CCSM software engineering strategic planning does occur now to some degree. There is a ``CCSM Software Engineering Plan 2000-2005'' that was prepared largely by the software engineering working group that addresses many strategic planning issues. This document needs to be reviewed and revised regularly. In addition, the role that a computer scientist could play in the overall strategic planning should be investigated.
In order to improve our ability to plan changes and estimate schedules, regular reviews of progress should occur. Does CCSM meet short term goals on schedule? Are long term goals met? How poor are the scheduling estimates, and are there particular issues that come up regularly that cause delays? Reviews should become a standard part of CCSM software engineering process. In December, 2001 the past 18 months of CCSM2 development should be reviewed to understand what went well and what went poorly to improve future expectations, process, and scheduling.
Many of these recommendations require a stronger management structure. There needs to be agreement within the community that these policies will be used and enforced. The CCSM scientific coordinator and the SSC need to be on-board, and they need to make sure processes and policy are understood. There also needs to be a oversight process where individuals can be disciplined if they violate policy. The goal is to better control quality and improve productivity, while still allowing individuals to carry out independent, creative scientific and software development.
There are a number of other issues that are worth bringing up as a part of this discusssion.
A code review policy should be implemented. All component code changes should be reviewed before merging onto the main trunk and/or before release to CCSM. Another final review is probably required of CCSM code that is to be formally released to the public.

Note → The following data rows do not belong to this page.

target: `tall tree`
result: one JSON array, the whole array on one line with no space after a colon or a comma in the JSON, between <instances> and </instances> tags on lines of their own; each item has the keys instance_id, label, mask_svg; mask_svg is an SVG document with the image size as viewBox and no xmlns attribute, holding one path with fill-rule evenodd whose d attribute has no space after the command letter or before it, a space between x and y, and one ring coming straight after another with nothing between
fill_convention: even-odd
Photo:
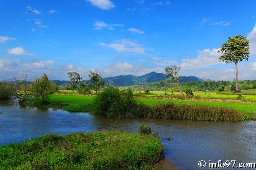
<instances>
[{"instance_id":1,"label":"tall tree","mask_svg":"<svg viewBox=\"0 0 256 170\"><path fill-rule=\"evenodd\" d=\"M174 64L171 65L170 66L165 67L165 70L166 76L172 78L173 82L177 85L177 87L178 87L180 94L183 94L179 82L181 77L181 76L179 76L179 72L180 69L180 67L176 64Z\"/></svg>"},{"instance_id":2,"label":"tall tree","mask_svg":"<svg viewBox=\"0 0 256 170\"><path fill-rule=\"evenodd\" d=\"M97 69L95 71L90 70L90 73L88 75L90 78L90 85L93 90L97 92L104 86L105 82L102 80L102 76L100 74L100 72Z\"/></svg>"},{"instance_id":3,"label":"tall tree","mask_svg":"<svg viewBox=\"0 0 256 170\"><path fill-rule=\"evenodd\" d=\"M71 86L72 86L72 90L73 93L75 92L75 88L77 83L82 80L82 77L75 71L69 72L67 74L71 80Z\"/></svg>"},{"instance_id":4,"label":"tall tree","mask_svg":"<svg viewBox=\"0 0 256 170\"><path fill-rule=\"evenodd\" d=\"M40 104L48 102L49 95L53 93L52 84L45 74L31 83L31 92Z\"/></svg>"},{"instance_id":5,"label":"tall tree","mask_svg":"<svg viewBox=\"0 0 256 170\"><path fill-rule=\"evenodd\" d=\"M220 61L225 64L234 63L236 65L236 92L239 91L238 88L238 71L237 64L238 61L243 60L248 61L249 58L249 40L242 35L229 37L229 40L221 46L221 48L218 51L218 53L223 53L219 57Z\"/></svg>"}]
</instances>

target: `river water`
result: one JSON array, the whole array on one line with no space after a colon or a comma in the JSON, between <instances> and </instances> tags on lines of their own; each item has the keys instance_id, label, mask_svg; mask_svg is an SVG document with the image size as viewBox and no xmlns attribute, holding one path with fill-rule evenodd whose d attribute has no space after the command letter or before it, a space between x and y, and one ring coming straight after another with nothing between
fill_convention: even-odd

Model output control and access needs to be better defined. A policy should be put in place with regards to data storage, naming conventions, data locality, data compression, and access. A separate data management group should be formed to deal with this issue immediately, and it should include members from the CCSM community, especially the applications groups Climate Change and Paleoclimate. Along the same lines, standard analysis plots need to be better defined and available, and questions regarding analysis and plotting tools needs to be addressed.